In the last pages Nomi muses about the importance of story—something any good Mennonite should appreciate. The book's frame is in fact her attempt to write a story (with a "triggering point, a climax, and a conclusion" as Mr. Quiring has instructed her[223]). But though she knows some things by the end —about her mother's affair with Mr. Quiring, for example—she still doesn't know much. Where did her sister, her mother, and then her father go? Nomi constructs optimistic stories: that her father left so that she also could leave, that her mother is a courier in Tel Aviv. She knows these may well be fictions at the same time as she sees believing them as her only "chance at redemption": "I've learned, from living in this town, that stories are what matter, and that if we can believe them, I mean really believe them, we have a chance at redemption. . . . Is it wrong to believe in a beautiful lie if it helps you get through life?" (245)

This question might be answered many ways, but one would be that the town and the church's problem in this novel is precisely this. They are built on lies they have chosen to think beautiful, and they have built such a twisted and perverse version of a Christian community that Nomi—one of their own children—is treated more tenderly by the dope dealer who trades her drugs for sex than by the minister who excommunicates her. At least he touches her gently, and says something nice to her afterwards. In his predatory way the Golden Comb, as Nomi calls him, is more honest and not much less abusive than those who have taught her a whole series of lies about her tradition, what it ought to mean, and what resources for living it can provide.

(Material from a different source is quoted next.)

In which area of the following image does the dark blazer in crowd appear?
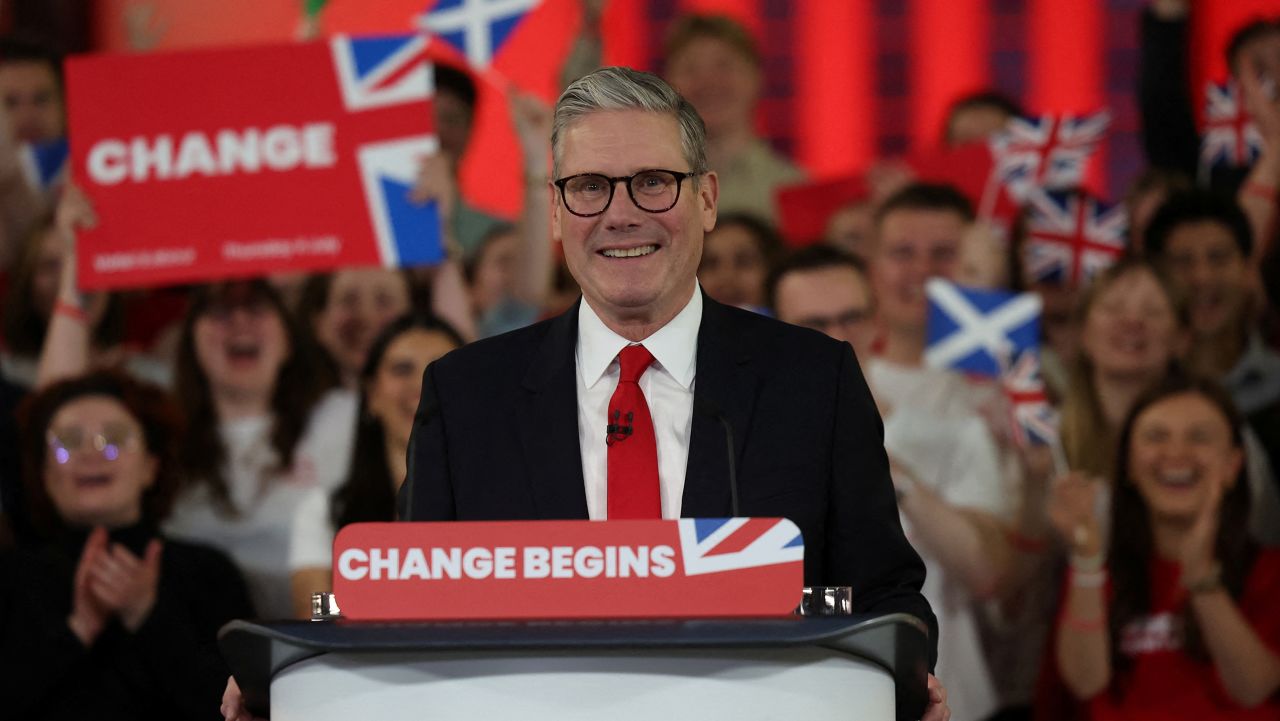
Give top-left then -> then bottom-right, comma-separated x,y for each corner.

The book ends bravely and certainly unsentimentally. Who can not admire Nomi's perseverance in the face of abandonment by absolutely everyone she loves? Who by this point hasn't succumbed, as I obviously have, to thinking of Nomi as a real young woman, not a literary character, and isn't (in one way or another) trying to figure out some way to save her? Probably it is best, despite my grabbling after explanations here, first of all to attend carefully to such stories, to recognize the truth of the fiction without trying to explain it away or solve things on paper that need attention in the world of living beings. Those of us lucky enough to have been born into less pernicious environments, or to have escaped ones like Nomi's, should count our blessings and remind ourselves how little we did to deserve it. And all of us should attend to the Nomis among us, who deserve more than to be left alone in empty houses, clutching desperately at beautiful lies.